Okay…some of the best of JPII. The Splendor of Truth is right up there near the top, for me. He wrote it because the Church addresses the serious issues of the day as they become cultural controversies like human sexuality, the place of the family, the morality of politics and economics.

Today, however, it seems necessary to reflect on the whole of the Church’s moral teaching, with the precise goal of recalling certain fundamental truths of Catholic doctrine which, in the present circumstances, risk being distorted or denied.

This was issued on August 6, 1993, and post-Vatican II distortions and dissent had already caused great confusion for nearly 30 years.

In fact, a new situation has come about within the Christian community itself, which has experienced the spread of numerous doubts and objections of a human and psychological, social and cultural, religious and even properly theological nature, with regard to the Church’s moral teachings.
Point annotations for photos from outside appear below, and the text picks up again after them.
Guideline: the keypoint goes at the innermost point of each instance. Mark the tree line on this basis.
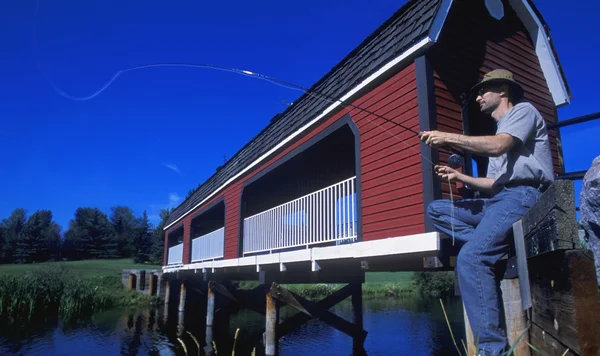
(91, 234)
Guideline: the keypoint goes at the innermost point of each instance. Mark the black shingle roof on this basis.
(408, 25)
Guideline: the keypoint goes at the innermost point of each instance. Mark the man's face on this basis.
(488, 98)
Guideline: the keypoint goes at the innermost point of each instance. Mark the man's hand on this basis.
(434, 138)
(447, 173)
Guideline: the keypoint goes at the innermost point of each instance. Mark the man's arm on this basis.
(490, 146)
(481, 184)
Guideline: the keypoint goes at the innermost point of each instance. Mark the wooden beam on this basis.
(271, 322)
(566, 305)
(280, 293)
(551, 224)
(297, 320)
(546, 343)
(218, 288)
(516, 320)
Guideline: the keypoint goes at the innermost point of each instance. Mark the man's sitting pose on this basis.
(520, 168)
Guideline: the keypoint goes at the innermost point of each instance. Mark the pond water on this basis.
(396, 326)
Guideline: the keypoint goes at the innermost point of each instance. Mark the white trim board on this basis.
(526, 14)
(394, 246)
(543, 50)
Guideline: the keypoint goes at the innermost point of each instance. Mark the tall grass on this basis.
(55, 291)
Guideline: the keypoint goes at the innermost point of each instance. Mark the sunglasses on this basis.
(483, 90)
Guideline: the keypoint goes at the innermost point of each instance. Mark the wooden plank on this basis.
(546, 343)
(566, 304)
(299, 319)
(309, 308)
(522, 268)
(551, 224)
(516, 321)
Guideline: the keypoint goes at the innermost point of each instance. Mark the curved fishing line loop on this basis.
(273, 80)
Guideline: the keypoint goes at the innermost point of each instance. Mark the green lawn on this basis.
(85, 268)
(403, 279)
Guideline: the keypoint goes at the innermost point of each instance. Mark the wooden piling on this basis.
(357, 308)
(516, 319)
(210, 306)
(151, 284)
(131, 285)
(272, 318)
(167, 291)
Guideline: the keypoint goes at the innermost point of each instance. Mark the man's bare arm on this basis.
(481, 184)
(490, 146)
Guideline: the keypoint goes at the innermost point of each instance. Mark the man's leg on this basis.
(475, 265)
(467, 214)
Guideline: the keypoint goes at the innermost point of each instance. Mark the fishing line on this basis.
(273, 80)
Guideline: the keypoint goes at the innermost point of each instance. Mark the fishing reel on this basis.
(456, 161)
It is no longer a matter of limited and occasional dissent, but of an overall and systematic calling into question of traditional moral doctrine, on the basis of certain anthropological and ethical presuppositions.

Because it was systematic, John Paul could pick it apart and refute it.

At the root of these presuppositions is the more or less obvious influence of currents of thought which end by detaching human freedom from its essential and constitutive relationship to truth. Thus the traditional doctrine regarding the natural law, and the universality and the permanent validity of its precepts, is rejected; certain of the Church’s moral teachings are found simply unacceptable; and the Magisterium itself is considered capable of intervening in matters of morality only in order to “exhort consciences” and to “propose values”, in the light of which each individual will independently make his or her decisions and life choices.

If the natural law is rejected and truth is unacceptable, any belief can and will fill that vacuum. The devastation to society of 34 years of abortion on demand is only one example of that, which is true whether we accept it or not.